En 2014, Robot Orchestra nous avait séduit avec ‘Orchestr3‘, un troisième album aventureux où le groupe surprenait, en démontrant son possible vers des ambiances plus retenues et ténébreuses. Le naturel revenant toujours au galop, c’est remonté à bloc qu’il réinjecte son énergie originelle pour donner forme à ‘Birth(s)’, aussi chaud qu’un retour de flamme de rock frontal. En confiant judicieusement la production de l’album à Amaury Sauvé (Birds In Row, Nine Eleven…) histoire d’élever la percussion sonore, c’est dès les premiers accords que toute la fougue retrouvée du binôme saute aux oreilles (‘Grand8’, ‘Apparat’). En ligne droite, avec le mors aux dents et dans une urgence infatigable, les deux bâtissent une nouvelle salve de compositions à la fois ouvertes et énergiques.
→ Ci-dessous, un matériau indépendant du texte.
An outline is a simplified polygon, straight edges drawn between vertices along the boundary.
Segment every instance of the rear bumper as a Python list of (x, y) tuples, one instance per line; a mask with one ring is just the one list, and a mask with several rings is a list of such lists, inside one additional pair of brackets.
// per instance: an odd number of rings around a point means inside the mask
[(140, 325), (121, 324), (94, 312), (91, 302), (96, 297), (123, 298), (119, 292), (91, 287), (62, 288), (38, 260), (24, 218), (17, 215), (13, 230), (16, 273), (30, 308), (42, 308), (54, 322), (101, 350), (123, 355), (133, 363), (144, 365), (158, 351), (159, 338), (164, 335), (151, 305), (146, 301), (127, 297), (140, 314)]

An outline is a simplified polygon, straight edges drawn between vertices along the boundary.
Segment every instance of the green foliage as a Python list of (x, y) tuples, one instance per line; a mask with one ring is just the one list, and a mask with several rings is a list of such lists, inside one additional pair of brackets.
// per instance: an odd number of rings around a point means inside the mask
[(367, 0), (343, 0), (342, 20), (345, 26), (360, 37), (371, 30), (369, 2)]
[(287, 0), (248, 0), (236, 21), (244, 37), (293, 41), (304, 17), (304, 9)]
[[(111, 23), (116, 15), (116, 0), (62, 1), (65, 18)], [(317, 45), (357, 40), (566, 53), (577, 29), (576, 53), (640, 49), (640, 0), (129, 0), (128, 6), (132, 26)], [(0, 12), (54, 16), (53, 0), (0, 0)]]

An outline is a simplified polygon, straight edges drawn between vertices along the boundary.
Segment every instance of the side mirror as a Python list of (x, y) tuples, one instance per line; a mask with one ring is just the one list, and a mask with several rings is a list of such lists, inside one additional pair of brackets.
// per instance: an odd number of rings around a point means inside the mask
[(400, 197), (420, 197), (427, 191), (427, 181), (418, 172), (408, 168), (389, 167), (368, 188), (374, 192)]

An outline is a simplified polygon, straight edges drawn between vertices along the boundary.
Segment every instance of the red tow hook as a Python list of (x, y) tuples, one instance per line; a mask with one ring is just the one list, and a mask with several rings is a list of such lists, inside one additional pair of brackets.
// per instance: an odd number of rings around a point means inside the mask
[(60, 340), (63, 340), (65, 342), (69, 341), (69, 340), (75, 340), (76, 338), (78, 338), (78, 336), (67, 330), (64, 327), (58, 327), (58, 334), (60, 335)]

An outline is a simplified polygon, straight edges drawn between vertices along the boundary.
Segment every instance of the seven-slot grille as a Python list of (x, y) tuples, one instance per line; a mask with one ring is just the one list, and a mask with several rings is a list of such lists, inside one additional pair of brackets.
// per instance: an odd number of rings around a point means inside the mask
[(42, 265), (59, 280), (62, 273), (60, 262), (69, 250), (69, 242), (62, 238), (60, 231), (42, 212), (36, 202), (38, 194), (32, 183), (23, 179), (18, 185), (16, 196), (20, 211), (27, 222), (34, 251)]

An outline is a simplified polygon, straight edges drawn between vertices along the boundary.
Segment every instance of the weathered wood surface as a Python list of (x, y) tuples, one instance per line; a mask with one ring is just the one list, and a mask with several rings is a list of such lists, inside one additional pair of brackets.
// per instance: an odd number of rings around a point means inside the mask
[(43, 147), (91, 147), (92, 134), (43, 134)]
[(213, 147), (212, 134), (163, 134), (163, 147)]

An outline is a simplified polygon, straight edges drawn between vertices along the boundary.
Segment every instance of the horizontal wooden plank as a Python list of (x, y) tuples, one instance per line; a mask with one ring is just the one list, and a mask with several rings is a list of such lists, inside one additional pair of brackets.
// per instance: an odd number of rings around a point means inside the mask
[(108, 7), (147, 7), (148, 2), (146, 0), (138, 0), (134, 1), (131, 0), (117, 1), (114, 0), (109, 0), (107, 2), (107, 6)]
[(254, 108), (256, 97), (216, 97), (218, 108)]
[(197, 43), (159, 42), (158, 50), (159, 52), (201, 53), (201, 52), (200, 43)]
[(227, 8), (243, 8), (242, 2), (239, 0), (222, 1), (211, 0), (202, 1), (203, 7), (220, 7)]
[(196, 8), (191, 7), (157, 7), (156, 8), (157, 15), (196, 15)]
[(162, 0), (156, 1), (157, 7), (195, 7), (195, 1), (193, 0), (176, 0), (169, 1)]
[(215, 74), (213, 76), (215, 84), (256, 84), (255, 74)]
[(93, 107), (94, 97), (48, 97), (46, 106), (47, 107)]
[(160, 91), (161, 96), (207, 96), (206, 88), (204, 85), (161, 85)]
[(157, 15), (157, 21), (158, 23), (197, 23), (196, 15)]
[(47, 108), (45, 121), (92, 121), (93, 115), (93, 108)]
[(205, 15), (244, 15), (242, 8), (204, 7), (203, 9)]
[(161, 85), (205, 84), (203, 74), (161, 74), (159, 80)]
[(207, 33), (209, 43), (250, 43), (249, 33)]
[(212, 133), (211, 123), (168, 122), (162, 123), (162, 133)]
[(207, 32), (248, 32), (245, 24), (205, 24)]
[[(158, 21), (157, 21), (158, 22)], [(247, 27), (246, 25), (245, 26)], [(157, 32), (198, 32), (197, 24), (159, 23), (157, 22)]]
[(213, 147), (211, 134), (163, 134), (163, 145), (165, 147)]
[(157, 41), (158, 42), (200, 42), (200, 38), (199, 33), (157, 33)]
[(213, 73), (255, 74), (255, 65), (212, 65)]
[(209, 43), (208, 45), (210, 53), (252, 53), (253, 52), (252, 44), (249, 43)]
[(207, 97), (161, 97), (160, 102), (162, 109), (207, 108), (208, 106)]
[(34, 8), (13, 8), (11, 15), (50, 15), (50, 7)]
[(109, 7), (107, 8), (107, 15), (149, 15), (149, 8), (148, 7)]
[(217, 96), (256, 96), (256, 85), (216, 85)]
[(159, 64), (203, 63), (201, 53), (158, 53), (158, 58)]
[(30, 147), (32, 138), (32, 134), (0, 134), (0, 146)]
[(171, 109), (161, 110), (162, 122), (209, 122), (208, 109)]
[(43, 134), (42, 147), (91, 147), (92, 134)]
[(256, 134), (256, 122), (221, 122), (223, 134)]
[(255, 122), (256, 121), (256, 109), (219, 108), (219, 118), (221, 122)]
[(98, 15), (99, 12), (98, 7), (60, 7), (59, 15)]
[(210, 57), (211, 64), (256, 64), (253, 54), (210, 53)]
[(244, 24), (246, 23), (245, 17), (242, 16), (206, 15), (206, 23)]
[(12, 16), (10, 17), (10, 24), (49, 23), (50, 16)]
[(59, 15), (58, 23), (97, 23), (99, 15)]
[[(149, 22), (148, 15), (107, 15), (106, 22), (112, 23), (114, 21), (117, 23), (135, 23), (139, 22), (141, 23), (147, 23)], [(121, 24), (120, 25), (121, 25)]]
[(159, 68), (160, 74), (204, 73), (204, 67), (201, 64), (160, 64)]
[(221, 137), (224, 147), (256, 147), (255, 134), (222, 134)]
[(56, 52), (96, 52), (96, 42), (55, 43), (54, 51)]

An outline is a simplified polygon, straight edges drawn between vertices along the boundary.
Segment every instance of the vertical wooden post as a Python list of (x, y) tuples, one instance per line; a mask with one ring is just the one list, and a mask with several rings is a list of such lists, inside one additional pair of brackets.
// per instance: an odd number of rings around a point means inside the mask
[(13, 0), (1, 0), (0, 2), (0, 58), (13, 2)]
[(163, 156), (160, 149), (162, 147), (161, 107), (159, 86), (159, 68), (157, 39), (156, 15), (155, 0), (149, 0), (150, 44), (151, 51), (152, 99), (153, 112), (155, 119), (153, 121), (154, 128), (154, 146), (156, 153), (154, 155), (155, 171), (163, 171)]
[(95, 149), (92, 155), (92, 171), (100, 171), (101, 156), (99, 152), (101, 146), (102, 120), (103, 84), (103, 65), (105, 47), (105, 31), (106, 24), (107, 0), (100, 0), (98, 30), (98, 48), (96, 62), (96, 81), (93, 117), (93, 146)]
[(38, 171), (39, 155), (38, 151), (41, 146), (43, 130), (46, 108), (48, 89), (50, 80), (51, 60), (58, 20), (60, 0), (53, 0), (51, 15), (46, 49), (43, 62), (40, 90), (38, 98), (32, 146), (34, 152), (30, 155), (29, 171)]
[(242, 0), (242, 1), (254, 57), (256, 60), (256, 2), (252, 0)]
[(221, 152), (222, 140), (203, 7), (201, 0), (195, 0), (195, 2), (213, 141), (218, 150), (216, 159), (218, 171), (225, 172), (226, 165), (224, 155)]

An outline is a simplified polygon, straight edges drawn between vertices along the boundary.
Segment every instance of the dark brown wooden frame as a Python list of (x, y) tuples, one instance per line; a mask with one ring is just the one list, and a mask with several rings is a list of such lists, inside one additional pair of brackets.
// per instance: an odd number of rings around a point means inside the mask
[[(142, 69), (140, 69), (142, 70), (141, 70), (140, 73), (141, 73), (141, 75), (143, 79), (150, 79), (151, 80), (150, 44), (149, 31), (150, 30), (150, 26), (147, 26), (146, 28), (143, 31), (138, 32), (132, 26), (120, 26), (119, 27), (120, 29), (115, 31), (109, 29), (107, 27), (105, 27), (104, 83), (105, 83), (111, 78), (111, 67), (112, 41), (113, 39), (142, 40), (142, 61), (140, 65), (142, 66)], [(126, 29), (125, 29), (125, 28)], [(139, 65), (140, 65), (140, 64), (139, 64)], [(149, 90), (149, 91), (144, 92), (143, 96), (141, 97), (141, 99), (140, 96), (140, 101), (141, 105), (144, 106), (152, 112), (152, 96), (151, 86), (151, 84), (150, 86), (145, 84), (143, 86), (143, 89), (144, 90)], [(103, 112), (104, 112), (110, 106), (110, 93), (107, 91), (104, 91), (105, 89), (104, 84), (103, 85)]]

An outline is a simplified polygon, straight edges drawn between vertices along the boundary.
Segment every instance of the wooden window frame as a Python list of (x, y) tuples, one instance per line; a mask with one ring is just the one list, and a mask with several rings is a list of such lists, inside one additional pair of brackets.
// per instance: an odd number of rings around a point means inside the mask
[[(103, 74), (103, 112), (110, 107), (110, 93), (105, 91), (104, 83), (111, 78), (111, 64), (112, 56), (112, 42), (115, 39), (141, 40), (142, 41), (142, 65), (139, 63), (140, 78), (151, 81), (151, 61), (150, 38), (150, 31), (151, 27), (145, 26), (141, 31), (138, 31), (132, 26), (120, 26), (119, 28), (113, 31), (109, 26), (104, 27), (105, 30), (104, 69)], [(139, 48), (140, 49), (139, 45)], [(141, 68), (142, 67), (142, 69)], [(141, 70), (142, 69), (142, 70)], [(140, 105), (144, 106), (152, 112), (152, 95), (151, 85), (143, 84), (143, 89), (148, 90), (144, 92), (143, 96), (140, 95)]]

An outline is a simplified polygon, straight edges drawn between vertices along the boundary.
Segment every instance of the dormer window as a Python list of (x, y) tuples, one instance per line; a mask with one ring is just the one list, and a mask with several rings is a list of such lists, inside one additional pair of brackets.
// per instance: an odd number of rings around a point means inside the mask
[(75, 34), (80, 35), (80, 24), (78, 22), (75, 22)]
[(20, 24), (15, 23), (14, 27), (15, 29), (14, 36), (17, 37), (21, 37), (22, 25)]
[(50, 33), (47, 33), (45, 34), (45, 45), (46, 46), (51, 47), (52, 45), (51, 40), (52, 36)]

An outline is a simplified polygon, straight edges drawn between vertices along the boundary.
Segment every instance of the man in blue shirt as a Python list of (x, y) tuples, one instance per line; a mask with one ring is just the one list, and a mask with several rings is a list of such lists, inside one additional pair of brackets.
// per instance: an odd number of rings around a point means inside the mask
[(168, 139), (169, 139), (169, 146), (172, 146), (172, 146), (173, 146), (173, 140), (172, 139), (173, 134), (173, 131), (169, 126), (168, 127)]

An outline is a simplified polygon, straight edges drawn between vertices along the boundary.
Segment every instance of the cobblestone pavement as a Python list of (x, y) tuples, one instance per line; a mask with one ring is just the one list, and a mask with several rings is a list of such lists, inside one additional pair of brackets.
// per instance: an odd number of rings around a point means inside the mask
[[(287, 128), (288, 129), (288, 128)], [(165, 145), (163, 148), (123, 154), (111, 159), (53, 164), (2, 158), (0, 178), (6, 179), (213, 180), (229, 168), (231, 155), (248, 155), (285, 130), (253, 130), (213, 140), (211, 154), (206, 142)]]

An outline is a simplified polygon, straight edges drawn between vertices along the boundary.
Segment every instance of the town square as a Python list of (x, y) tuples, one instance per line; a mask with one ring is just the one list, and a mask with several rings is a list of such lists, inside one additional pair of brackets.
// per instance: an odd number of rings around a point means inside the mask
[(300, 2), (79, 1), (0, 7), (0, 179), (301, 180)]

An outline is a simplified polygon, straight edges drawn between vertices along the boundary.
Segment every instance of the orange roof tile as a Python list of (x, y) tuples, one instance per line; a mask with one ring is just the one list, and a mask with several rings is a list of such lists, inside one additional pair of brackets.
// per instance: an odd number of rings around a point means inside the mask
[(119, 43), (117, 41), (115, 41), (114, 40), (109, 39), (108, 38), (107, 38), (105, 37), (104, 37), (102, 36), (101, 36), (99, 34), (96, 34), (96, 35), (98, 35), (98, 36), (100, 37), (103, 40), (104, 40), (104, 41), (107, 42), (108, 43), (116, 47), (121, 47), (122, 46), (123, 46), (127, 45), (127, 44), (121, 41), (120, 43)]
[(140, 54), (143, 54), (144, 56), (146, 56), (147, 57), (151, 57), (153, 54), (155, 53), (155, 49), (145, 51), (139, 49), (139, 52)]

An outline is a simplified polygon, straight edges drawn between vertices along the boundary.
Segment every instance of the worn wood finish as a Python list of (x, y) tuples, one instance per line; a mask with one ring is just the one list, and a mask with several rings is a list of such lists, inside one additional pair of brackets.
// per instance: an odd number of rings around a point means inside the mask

Guitare aux accords massifs, riffs crachés par des amplis au taquet, mélodies directes et rythmes aussi toniques que réfléchis, bastonnent en tous sens. On y reconnait tout l’élan généreux du duo, celui de ses premiers disques, mais surtout sa faculté à dessiner des lignes de chants à la fois rageuses et aériennes (‘Restrictive Signals’, ‘Damned Generation’ et ‘Fat Lines’), des refrains entêtants, et des structures imparables. Mais ce n’est pas tout : quand l’humeur se fait moins nerveuse, Robot Orchestra plonge sans retenue en réaffirmant ses méandres plus sombres : ‘Coup De Grâce’, ‘Death In Disguise’ et ‘Birth(s)’ sont autant d’hymnes plus écorchés et planants, aux frontières du philharmonique, où sensible rime avec force d’attraction dans un savoureux mélange pimenté d’instruments à cordes.

Dans cette union où se côtoient rock immédiat et atmosphères introspectives, les Rochelais réussissent le tour de force d’aligner des titres sculptés pour réveiller la rage intérieure et faire exploser au grand air un cri libérateur. ‘Birth(s)’ condense le panel d’une discographie plus que jamais variée, et marque au fer rouge le retour d’un groupe qui, expérimenté et aguerri par près de dix années d’existence, en a plus que jamais sous la savate. Preuve que la terre charentaise est toujours aussi féconde en musiciens habités par la passion du rock pur et dur, inventifs et prêts à en découdre, dont Robot Orchestra est désormais un des principaux piliers.